Esta entrevista contém imprecisões graves, recorrendo sem pejo à mentira, designadamente quando fala do alegadamente bem-sucedido diálogo do bispo ortodoxo com os ucranianos em Espanha – quando na verdade o que aconteceu foi que, Russa logo desde o início da criminosa agressão em grande escala ordenada pelo senhor do Kremlin faz agora um ano, os ucranianos passaram a recusar e boicotar qualquer proximidade à Igreja Ortodoxa. Outra manobra da propaganda russa muito veiculada na comunicação social em Portugal é o recurso a um conjunto de patranhas e truques desinformação sobre os motivos da saída da Embaixadora da Ucrânia em Lisboa, Inna Ohnivets –quando, de facto, se tratou apenas de uma simples rotação diplomática, perfeitamente normal. Assim, o referido bispo ortodoxo russo (ou deveríamos dizer: o referido agente mitrado?) repete as insinuações damáquina de propaganda russa, quando na realidade a embaixadora ucraniana até foi promovida e ocupa agora um alto cargo no Ministério das Relações Exteriores da Ucrânia. Tudo isto tem, como é óbvio, o propósito de para tentar convencer os católicos ocidentais, que não conhecem bem a realidade das Igrejas orientais, de que a Ucrânia, embora tenha o direito à independência, pertence historicamente à "Rússia canónica".

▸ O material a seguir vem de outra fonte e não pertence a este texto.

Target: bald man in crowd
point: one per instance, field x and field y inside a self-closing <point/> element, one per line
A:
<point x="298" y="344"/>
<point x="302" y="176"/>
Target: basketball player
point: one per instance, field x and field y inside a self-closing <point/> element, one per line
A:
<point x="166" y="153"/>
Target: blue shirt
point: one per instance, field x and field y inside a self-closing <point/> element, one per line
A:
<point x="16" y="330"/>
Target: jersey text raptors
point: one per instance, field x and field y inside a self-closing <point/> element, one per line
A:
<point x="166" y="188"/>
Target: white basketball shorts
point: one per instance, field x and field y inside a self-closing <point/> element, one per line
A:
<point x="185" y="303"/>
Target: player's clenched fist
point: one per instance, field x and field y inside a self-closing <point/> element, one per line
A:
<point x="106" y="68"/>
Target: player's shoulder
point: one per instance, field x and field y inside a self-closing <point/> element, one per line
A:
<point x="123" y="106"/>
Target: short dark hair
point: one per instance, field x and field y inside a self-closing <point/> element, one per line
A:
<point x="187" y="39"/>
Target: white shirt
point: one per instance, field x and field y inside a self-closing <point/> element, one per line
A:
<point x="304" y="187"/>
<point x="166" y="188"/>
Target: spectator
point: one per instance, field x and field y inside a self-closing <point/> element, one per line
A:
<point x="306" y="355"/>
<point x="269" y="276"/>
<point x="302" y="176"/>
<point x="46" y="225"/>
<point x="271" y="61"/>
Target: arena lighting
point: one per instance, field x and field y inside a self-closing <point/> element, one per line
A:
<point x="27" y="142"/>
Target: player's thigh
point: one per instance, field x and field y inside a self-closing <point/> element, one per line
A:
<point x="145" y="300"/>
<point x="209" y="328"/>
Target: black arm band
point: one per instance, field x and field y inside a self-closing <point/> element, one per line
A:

Em diversas circunstâncias, os bispos da Igreja Ortodoxa Russa também vão repetindo e refletindo, como meras caixas de ressonância, uma outra das posições oficiais do Kremlin: o pretexto da NATO. Fazendo de anjinhos, os hierarcas sustentam que a agressão russa contra a Ucrânia é justificada, inevitável e indispensável para deter as alegadas provocações e tentativas de expandir a influência ocidental para os territórios canónicos da Rússia. Não deixa de ser curioso contemplar como este espaço de influência reivindicado pela Igreja Ortodoxa Russa também coincide com as ambições imperialistas de controlo territorial de Vladimir Putin…
Outra prova da astúcia desta entrevista é a menção ao padre Arseniy Sokolov que esteve em Portugal no início da vaga de imigração em massa de ucranianos, no final dos anos 90 do século passado– esse mesmo que publicamente insultou a bandeira nacional ucraniana, apodando-a de bandeira nazi. Será que o padre ortodoxo russo viu a luz, tal como São Paulo que, prostrado na estrada de Damasco,passou de perseguidor de cristãos a um de seus maiores apóstolos?
Na religião cristã, a transformação da pessoa que procura a salvação ocorre por meio do sacramento do arrependimento. Ora, no caso do bispo PetroPruteanu, nós os ucranianos, não vislumbramos o mais pequeno sinal de arrependimento. Pois ele continua incessantemente a promover e apoiar a nossa destruição física e espiritual enquanto nação. O que vemos é, isso sim, um propagandista da carga de mentiras com que a Rússia procura justificar o prolongamento da guerra por mais anos e por vários e outros meios.